Missus Beastly "Missus Beastly" (Venus/Nova 1974, Garden of Delights 2005)

Missus Beastly ist eine der interessantesten deutschen Jazzrockbands der frühen 1970er. Diese CD war ihre zweite, die erste hieß ebenso nur "Missus Beastly", was immer wieder zu Verwechslungen geführt hat. Musikalisch hingegen könnten die Platten unterschiedlicher nicht sein. Das erste Album (von 1969) enthält Bluesrock, auf der 74er Scheibe spielen Norbert Dömling (b), Friedemann Josch (fl, ss), Jürgen Benz (as, fl), Lutz Oldemeier (dr) und Dieter Miekautsch (key, Embryo, Missing Link) komplexen progressiven Jazzrock, der melodisch vor allem von den beiden Bläsern (jazzig) und dem Keyboarder (jazzig und klassisch) ausgetragen wird. Alle 7 Songs sind sehr ansprechende, dynamische Teile. Das plötzliche Ende des ersten Stückes "Julia" heizt wie etliche weitere witzige und schön komplexe Parts das Interesse an der grandiosen Scheibe an.
Die Bläserduette und Unisonopassagen sind schön rasant gespielt und zeigen harmonisch stets einen Tick ins Schräge, während Dieter Miekautsch an den Tasten reiche Melodievariationen spielt, die in einigen Momenten stark von klassischer Musik geprägt sind. Der Bass führt die Songs in grandiosen melodischen und enorm spannungsreichen Linien voran, vom differenziert und schön komplex gespielten Schlagzeug begleitet, das in Themenwechseln und Breaks schwere Attacken auffährt und keine Scheu vor kraftvollen Ausbrüchen hat.
Perfekt sind die ausdauernden improvisativen Strukturen, wenn ein Flötensolo über mehrere Akkorde geht und "Geisha" bombastisch mitreißende Lebendigkeit entwickelt. Missus Beastly haben zudem ein Faible für schön schräge Sounds, wie sie die Italiener Area zur gleichen Zeit ähnlich spielten. Überhaupt haben beide Bands gewisse Ähnlichkeiten, wenn Area in ihren genial-radikalen Themen und der verrückt-grandiosen Musiksprache jedoch nicht zu toppen sind.
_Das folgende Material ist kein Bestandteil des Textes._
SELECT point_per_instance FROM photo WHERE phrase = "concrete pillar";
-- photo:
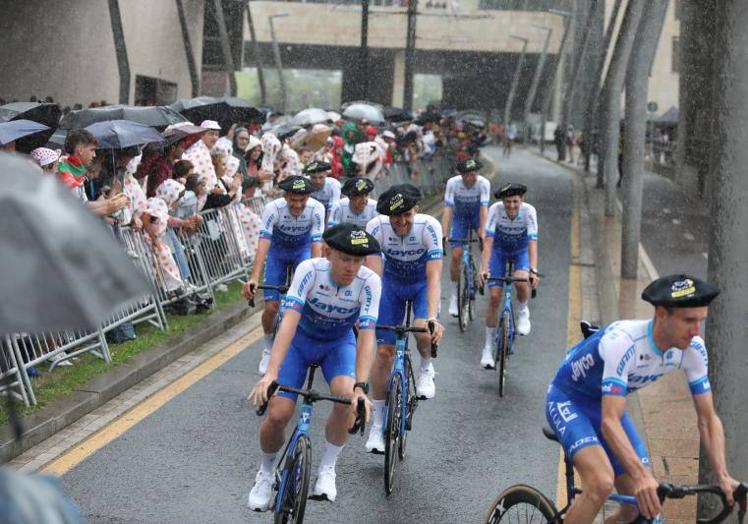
(727, 327)
(398, 78)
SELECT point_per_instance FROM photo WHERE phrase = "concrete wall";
(64, 48)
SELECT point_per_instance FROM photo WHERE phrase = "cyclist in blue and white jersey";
(326, 298)
(411, 270)
(586, 401)
(465, 208)
(325, 188)
(357, 208)
(291, 232)
(511, 235)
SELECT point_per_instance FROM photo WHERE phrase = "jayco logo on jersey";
(580, 366)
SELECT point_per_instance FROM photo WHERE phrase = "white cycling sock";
(268, 337)
(377, 408)
(267, 462)
(490, 336)
(330, 455)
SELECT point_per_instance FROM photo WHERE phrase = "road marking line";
(129, 419)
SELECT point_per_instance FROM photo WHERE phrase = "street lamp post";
(276, 56)
(515, 80)
(536, 80)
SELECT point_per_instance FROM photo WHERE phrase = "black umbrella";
(154, 116)
(47, 114)
(47, 236)
(225, 110)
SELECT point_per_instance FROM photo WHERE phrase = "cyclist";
(327, 296)
(291, 232)
(511, 235)
(325, 188)
(466, 199)
(357, 208)
(586, 402)
(412, 249)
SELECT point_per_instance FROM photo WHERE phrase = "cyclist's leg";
(572, 419)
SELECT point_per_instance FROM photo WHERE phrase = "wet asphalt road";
(194, 459)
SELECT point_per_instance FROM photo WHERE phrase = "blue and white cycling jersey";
(467, 201)
(329, 195)
(341, 213)
(289, 232)
(623, 358)
(329, 311)
(405, 257)
(510, 235)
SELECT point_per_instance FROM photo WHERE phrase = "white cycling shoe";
(523, 322)
(486, 360)
(324, 488)
(375, 443)
(264, 361)
(261, 495)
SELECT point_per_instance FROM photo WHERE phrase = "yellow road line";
(124, 423)
(574, 316)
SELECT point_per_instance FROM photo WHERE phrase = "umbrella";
(16, 129)
(154, 116)
(360, 111)
(47, 114)
(311, 116)
(314, 138)
(61, 265)
(120, 134)
(225, 110)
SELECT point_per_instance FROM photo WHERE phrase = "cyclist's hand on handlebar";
(259, 393)
(645, 490)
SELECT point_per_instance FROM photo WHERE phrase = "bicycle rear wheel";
(293, 497)
(392, 432)
(521, 504)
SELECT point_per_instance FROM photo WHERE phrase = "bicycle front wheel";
(293, 495)
(392, 431)
(521, 504)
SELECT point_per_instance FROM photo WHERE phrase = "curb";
(102, 388)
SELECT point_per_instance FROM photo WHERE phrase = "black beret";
(398, 199)
(510, 189)
(316, 167)
(680, 291)
(466, 166)
(297, 184)
(351, 239)
(357, 186)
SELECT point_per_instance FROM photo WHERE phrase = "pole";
(535, 81)
(610, 108)
(515, 81)
(223, 35)
(363, 54)
(120, 49)
(726, 328)
(637, 86)
(257, 55)
(591, 110)
(410, 47)
(278, 64)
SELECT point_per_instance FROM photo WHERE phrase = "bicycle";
(401, 399)
(467, 281)
(525, 502)
(292, 480)
(506, 332)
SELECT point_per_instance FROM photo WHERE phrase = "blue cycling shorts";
(276, 266)
(461, 226)
(335, 358)
(392, 305)
(499, 259)
(576, 421)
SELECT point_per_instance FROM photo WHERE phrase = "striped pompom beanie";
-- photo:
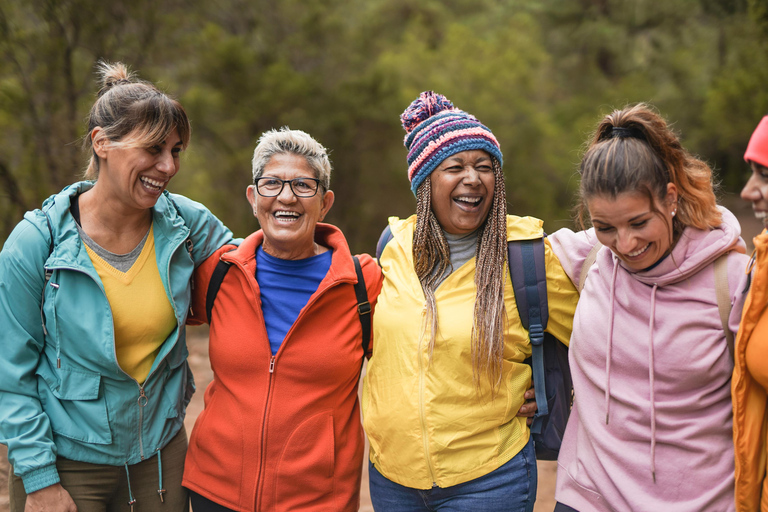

Witzigster Track ist der Jazzrocker "Paranoidl", dessen emotionale Melodie wieder und wieder variiert wird, bis die Basslinie und die Bläsersätze im Hirn fest verankert sind und nicht mehr weichen wollen. Als Bonus sind drei live am 13.04.1974 live gespielte Tracks enthalten sowie ein Stück von der LP "Open Air Concert Vlotho-Winterberg" von 1975.
Wie stets bei Garden of Delights ist die Platte hervorragend präsentiert worden. Dickes Booklet mit wie stets interessant und detailreich geschriebener Story, Bildern und Diskographie (der Band und markanter Musiker aus der Band mit anderen Bands) sowie relevante Albumcover sind enthalten. Eine CD mit Liveaufnahmen vom 2.9.1974 ist bei Garden of Delights in Vorbereitung, die beiden später, 1976 und 1978 veröffentlichten Platten "Dr. Aftershave and The Mixed-Pickles" und "Space Guerilla" sind bei einem anderen Label auch gerade in Vorbereitung. Tipp!